Ainsi, à travers le parcours et l’analyse de notre corpus, on assiste à des positionnements différents : ou bien l’écrivaine se fait porte-parole de la communauté d’origine comme Kim Lefèvre qui n’évoque que le Vietnam dans ses romans et joue le rôle de « passeur ». Ou bien elle s’assimile à l’imaginaire de l’autre, de manière à gommer les différences comme Linda Lê. Ou bien elle assume sa différence, mettant en lumière les cultures auxquelles il appartient, celle de son origine et celle des pays de l’aire culturelle dont il est témoin comme Anna Moï. Néanmoins, aucune de nos écrivaines n’adopte qu’une seule de ces stratégies, qui d’ailleurs peuvent évoluer avec le temps et les circonstances, selon les positions et les changements d’option dans le champ littéraire. Mais encore une fois, chacune cherche à concilier des contraires, à trouver une certaine stabilité, souvent issue de compromis. Nos écrivaines produisent « une littérature dont les personnages sont en quête d’identité, dont les personnages sont dotés d’identités variables, où ils sont porteurs d’un désir de mémoire (mémoire blessée ou apaisée), porteurs également de désirs d’enracinement. » C’est pourquoi il est préférable de parler d’écriture migrante, car, pour reprendre les mots de Régine Robin, leur écriture « permet aux identités de se jouer et de se déjouer les unes des autres [et] constitue des frontières poreuses, traversées par les rêves ; elle détotalise, elle institue un droit au fantasme d’être autre, d’ailleurs, par-delà, en deçà, en devenir. » [11]

Notes

  • [1]

    Jack Yeager considère la littérature vietnamienne francophone comme « une littérature de contradiction et d’irrésolution qui, en défiant l’autorité coloniale française, devient implicitement politique.

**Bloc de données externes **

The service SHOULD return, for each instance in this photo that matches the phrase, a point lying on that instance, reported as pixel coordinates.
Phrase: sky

En même temps, elle interroge à la fois les cultures et littératures vietnamiennes et françaises pour finalement rejeter les deux. Par conséquent, c’est une anomalie, un phénomène culturel distinctif : une réponse littéraire au colonialisme. », in The Vietnamese Novel in French : A Literary Response to Colonialism, Londres, University Press of New England, 1987, p. 8.

  • [2]

    Voir Jack Yeager, « La politique “intimiste” : la production romanesque des écrivaines vietnamiennes d’expression française », Présence Francophone, n°43, 1993, p. 131-147.

  • [3]

    Sur place (2003) et L’arrivée (2005) chez Plon.

  • [4]

    Le journaliste français (2007) et Soleil fané (2009) publiés en Belgique.

  • [5]

    Ru (2009) chez Liana Levi à Paris.

  • [6]

    Le bateau (2009) chez Albin Michel / The boat (2008) chez Alfred A. Knopf (traduit en 15 langues).

  • [7]

    Le souffle du cobra : un voyage à bicyclette à travers les paysages et la mémoire du Vietnam (2001) chez Nil. / Catfish and Mandala: A 2 Wheeled Voyage Through the Landscape and Memory of Vietnam(2000) chez Picador Usa.

  • [8]

    Le livre du sel (2005) chez Payot et Rivages (rééd. 2007) / The book of salt (2004) chez Houghton Mifflin et Bitter in the mouth (2010), pas encore traduit en français.

  • [9]

    Émile Ollivier, « L’enracinement et le déplacement à l’épreuve de l’avenir », Études littéraires, Volume 34, numéro 3, été 2002, pp. 87-97.

  • [10]

    Régine Robin, « A propos de la notion kafkaïenne de littérature minoritaire : quelques questions posées à la littérature québécoise », Paragraphes, n°2, 1989, p. 9.

  • [11]

    Régine Robin, « Un Québec pluriel » in Claude Duchet et Stéphane Vachon (dir.), La recherche littéraire. Objets et méthodes, Saint-Denis, Presses universitaires de Vincennes, coll. Théorie et littérature, 1993, p. 307.